Kompas.com - 03/09/2013, 18:25 WIB

BANDUNG, KOMPAS.com - Seminggu terakhir, nasib Aep (60) dan ribuan perajin tahu bergantung pada jarum jam dinding bulat di ruangan tempat pembuatan tahu kuning berukuran 10 meter x 10 meter. Seperti ribuan perajin lain, jarum jam itu menentukan apakah pembuatan tahu masih akan bergeliat atau tidak di Cibuntu, Kelurahan Babakan Ciparay, Kecamatan Bandung Kulon, Kota Bandung, Jawa Barat.

”Kenaikan harga kedelai tahun ini paling parah sejak 15 tahun terakhir. Kenaikan harga hanya dalam hitungan jam,” kata Aep saat ditemui di tempat pembuatan tahu ST miliknya di Cibuntu, Selasa (27/8), siang.

Cibuntu adalah sentra pembuatan tahu terbesar di Kota Bandung. Sekitar 2.000 orang bergantung pada sektor usaha yang sudah ada sejak sekitar 50 tahun lalu itu. Lebih dari 400.000-500.000 butir tahu berbagai ukuran diproduksi di Cibuntu setiap hari. Pembuatan tahu di Cibuntu lebih banyak berjalan sendiri tanpa bantuan pemerintah.

Aep tidak habis pikir. Sekitar pukul 10.00, ia baru saja membeli lima kuintal kacang kedelai impor dari Amerika Serikat Rp 9.100 per kilogram (kg). Dua jam kemudian saat hendak membeli persediaan untuk bahan produksi esok hari, harga kedelai dari penjual yang sama melonjak menjadi Rp 9.300 per kg. Khawatir harga semakin mahal, Aep tetap membelinya walau dengan berat hati.

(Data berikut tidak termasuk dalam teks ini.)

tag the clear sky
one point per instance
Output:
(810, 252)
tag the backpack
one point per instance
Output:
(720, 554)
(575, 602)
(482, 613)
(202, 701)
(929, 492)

”Harga kedelai sulit diprediksi. Beda satu hari bisa selisih Rp 300-Rp 400 per kg,” katanya.

Kenaikan ini jelas memukul bisnis pembuatan tahu yang sudah dijalaninya sejak 30 tahun lalu. Bila sebelumnya bisa meraup untung Rp 300.000-Rp 400.000 per hari, uang Rp 100.000-Rp 150.000 per hari kini harus didapat dengan susah payah. Dalam sehari diproduksi sekitar 20.000 butir. Tahu dijual Rp 300-Rp 400 per butir ke distributor di Kota Bandung.

”Sekarang cuma bisa sabar semoga kenaikan harga kedelai tidak lebih dari Rp 10.000 per kg. Dengan harga sebesar itu, bisa tamat usaha saya,” katanya.
Butuh pembenahan

Nizar (57), perajin tahu di Cibuntu, mengatakan, jika harga kedelai terlalu tinggi, perajin khawatir tidak menemukan harga yang sesuai menjual tahu untuk meraih keuntungan layak. Dipukul kenaikan bahan baku lain, seperti garam, bahan bakar gas, ongkos transportasi, dan kunyit, pembuatan tahu dikhawatirkan sulit bertahan hingga terpaksa gulung tikar.

”Sekarang, harga kunyit naik dari Rp 2.500 per kg menjadi Rp 6.000 per kg. Padahal, dalam satu hari saya butuh 30 kg untuk membuat 20 papan atau setara dengan 40.000 butir tahu ukuran 10 cm x 10 cm,” ujar Nizar.

Pemilik perusahaan tahu Keju Hade, Dadang Hardiansyah (40), mengatakan, jika pemerintah cepat tanggap, kondisi ini tidak perlu terjadi. Kenaikan harga kedelai ini sebenarnya sudah merangkak seusai Lebaran 2012. Saat itu, harga tertinggi Rp 7.600 per kg.

Kenaikan harga kedelai terbilang pelan tetapi menghanyutkan, berkisar Rp 100-Rp 200 per kg per bulan. Akibatnya fatal. Di pengujung Lebaran 2013, harga kedelai menyentuh Rp 8.300 per kg dan semakin menggila seiring pelemahan nilai tukar rupiah terhadap dollar Amerika Serikat.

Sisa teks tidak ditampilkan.